И повинуясь внезапному порыву, Килиан сформировал заклятье ударной ионизации. Ну, точнее, заклятьем оно звалось скорее по инерции: эта конкретная магия не требовала слов. Только мыслеобраз, только движение воли, направлявшее энергию и придававшее ей форму.
Яркая серебристая молния ударила прямо в нацеленный на него ствол орудия. В нос ударил отвратительный запах: из чего бы ни были сделаны внутренности машины, при сгорании оно выделяло вонючий дым. А сам Килиан вдруг ощутил резкую слабость. Его рука, через которую он выпустил разряд энергии, онемела, будто кровь разом отлила от мышц. Куда-то исчезли все эмоции. Весь страх неизбежной смерти. Весь гнев на тех, кто смеялся над его идеями. Все любопытство, ведшее его к руинам Дозакатных. Весь стыд за то, что он не мог помочь женщине, ждавшей помощи.
Все это исчезло. Тупо, безучастно он смотрел, как робот-охранник разваливается под его заклятьем. Даже радости от того, что ему наконец удалось, впервые в своей жизни, сотворить настоящее заклинание, и той почему-то не было.
Мелькнула мысль, что надо встать. Зачем? Он не помнил. Просто лежал, ощущая себя ментально высушенным и опустошенным.
И тем сильнее был контраст, когда к нему подошел сияющий полупрозрачный образ.
Это была самая прекрасная женщина, которую Килиан видел когда-либо в жизни! У нее была аристократически-бледная кожа, чувственные полные губы, а глаза синие, как безоблачное небо. Казалось, что в них можно утонуть, — но при этом в них хотелось утонуть. Ее лицо было до того идеальным, что казалось творением искуснейшего из скульпторов, — и против воли прокрадывалась в сознание мысль о том, как жесток был этот скульптор, что создал такую красоту, заставляя мужчин мучиться осознанием ее нереальности.
Черные волнистые волосы незнакомки были очень длинными, — настолько, что прикрывали грудь. Это было единственным, что прикрывало ее: женщина была обнажена. И насколько мог увидеть Килиан, тело ее было столь же совершенно, как и лицо.

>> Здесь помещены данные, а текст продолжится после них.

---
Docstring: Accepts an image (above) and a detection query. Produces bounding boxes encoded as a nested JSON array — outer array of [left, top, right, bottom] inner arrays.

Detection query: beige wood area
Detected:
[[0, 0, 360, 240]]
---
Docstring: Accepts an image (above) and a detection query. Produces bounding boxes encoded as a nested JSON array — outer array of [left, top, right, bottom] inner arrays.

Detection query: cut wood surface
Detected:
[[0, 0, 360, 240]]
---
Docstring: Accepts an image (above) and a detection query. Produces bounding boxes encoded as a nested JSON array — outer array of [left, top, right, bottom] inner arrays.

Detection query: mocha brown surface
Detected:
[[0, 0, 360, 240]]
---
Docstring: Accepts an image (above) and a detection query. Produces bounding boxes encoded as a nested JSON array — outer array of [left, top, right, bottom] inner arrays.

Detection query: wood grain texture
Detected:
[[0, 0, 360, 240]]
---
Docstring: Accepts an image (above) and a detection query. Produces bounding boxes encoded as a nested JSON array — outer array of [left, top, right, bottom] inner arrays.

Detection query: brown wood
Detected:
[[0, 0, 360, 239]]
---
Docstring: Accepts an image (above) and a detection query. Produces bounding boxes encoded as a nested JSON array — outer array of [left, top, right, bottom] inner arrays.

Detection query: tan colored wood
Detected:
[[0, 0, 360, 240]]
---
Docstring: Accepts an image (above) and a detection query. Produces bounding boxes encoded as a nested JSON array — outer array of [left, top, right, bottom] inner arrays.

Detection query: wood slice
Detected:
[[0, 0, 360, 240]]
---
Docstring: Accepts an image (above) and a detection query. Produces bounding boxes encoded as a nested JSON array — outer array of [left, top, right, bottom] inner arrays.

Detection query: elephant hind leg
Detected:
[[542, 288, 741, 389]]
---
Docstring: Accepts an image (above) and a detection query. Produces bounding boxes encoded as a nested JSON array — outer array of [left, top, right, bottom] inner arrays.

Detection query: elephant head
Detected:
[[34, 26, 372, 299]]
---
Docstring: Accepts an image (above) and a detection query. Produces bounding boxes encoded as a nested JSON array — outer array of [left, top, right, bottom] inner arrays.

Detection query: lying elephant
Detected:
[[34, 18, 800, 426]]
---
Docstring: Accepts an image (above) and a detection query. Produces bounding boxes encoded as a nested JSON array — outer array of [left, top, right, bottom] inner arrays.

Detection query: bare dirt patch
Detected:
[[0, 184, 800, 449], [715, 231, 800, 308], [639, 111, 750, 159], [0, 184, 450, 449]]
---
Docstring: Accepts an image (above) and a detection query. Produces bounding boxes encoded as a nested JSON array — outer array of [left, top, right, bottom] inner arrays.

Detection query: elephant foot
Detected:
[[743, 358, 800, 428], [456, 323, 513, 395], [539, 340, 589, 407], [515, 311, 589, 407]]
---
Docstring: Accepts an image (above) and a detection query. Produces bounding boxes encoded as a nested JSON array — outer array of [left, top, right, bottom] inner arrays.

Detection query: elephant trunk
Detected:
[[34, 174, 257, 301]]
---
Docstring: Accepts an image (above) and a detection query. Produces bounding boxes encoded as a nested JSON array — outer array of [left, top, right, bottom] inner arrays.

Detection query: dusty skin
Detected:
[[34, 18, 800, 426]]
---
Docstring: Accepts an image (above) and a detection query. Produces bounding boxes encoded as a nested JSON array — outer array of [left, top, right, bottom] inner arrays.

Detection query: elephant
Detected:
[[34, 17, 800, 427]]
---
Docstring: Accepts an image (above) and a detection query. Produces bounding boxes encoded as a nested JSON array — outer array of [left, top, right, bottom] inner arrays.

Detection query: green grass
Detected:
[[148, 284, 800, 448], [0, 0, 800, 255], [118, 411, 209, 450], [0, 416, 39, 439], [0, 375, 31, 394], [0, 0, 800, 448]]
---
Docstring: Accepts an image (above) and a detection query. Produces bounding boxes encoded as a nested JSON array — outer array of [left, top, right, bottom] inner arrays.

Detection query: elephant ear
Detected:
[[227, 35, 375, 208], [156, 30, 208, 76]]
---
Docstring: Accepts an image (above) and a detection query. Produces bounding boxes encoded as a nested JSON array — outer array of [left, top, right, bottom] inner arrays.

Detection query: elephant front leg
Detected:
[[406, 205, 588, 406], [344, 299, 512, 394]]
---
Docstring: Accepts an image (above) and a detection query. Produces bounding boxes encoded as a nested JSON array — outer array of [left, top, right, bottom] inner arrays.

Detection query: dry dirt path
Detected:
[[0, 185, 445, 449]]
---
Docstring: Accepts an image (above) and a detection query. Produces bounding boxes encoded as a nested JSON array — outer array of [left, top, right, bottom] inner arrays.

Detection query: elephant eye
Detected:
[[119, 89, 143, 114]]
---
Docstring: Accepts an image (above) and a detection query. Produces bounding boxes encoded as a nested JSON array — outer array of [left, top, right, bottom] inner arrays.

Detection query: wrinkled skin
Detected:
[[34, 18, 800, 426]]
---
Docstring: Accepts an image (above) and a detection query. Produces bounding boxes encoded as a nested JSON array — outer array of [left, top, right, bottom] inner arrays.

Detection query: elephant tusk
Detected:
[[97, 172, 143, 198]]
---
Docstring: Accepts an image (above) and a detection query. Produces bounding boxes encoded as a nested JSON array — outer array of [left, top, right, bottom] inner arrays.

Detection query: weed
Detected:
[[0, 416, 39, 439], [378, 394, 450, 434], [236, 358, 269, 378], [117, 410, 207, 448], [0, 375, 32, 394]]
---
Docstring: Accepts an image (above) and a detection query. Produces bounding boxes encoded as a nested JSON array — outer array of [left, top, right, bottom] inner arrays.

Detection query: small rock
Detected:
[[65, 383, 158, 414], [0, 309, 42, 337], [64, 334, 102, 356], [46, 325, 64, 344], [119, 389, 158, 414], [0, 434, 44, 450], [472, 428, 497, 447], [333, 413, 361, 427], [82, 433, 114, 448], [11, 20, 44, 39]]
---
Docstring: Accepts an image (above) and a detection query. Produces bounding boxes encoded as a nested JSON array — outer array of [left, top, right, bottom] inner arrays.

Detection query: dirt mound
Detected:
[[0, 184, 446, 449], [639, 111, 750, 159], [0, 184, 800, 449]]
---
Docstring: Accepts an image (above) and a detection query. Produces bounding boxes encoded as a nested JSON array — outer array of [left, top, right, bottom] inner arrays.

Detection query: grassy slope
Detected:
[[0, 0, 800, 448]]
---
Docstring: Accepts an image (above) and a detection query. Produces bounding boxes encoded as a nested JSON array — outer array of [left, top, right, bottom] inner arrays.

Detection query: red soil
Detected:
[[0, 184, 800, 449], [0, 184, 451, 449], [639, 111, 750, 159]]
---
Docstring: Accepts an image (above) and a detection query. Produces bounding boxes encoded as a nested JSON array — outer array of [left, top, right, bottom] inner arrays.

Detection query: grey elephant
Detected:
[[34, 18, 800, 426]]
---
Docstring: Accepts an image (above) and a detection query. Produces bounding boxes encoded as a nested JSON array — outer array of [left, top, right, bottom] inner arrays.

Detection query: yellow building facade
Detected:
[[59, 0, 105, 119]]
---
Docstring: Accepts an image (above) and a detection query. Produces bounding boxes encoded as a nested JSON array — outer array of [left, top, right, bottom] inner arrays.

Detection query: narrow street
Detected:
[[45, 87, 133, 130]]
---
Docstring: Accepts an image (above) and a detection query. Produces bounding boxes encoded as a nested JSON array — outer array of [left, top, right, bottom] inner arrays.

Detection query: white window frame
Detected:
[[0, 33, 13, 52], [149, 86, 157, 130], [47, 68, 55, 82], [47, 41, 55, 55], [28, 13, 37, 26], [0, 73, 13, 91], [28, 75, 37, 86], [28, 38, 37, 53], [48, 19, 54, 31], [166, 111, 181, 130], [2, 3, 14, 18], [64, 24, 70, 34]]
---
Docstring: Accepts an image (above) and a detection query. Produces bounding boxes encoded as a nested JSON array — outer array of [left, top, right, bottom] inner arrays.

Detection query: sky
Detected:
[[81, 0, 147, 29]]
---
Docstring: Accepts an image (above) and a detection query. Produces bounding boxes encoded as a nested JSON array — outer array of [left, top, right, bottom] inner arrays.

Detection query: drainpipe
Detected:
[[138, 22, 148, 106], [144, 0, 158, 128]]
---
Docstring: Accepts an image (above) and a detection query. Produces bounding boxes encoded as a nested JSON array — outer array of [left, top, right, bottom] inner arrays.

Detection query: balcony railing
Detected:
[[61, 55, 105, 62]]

На то, что она светится в темноте, и сквозь нее можно увидеть противоположную стену, он в первые секунды даже не обратил внимание.
— Наконец-то! — воскликнула она, — Человек! Живой! Ты представить не можешь, как я счастлива!
О, он мог. Будто по волшебству ее счастье передавалось ему. Несмотря на боль в поврежденной ноге, Килиан искренне улыбнулся.
— Я услышал ваш голос снаружи, — откликнулся он, — И не мог не попытаться пробиться к вам.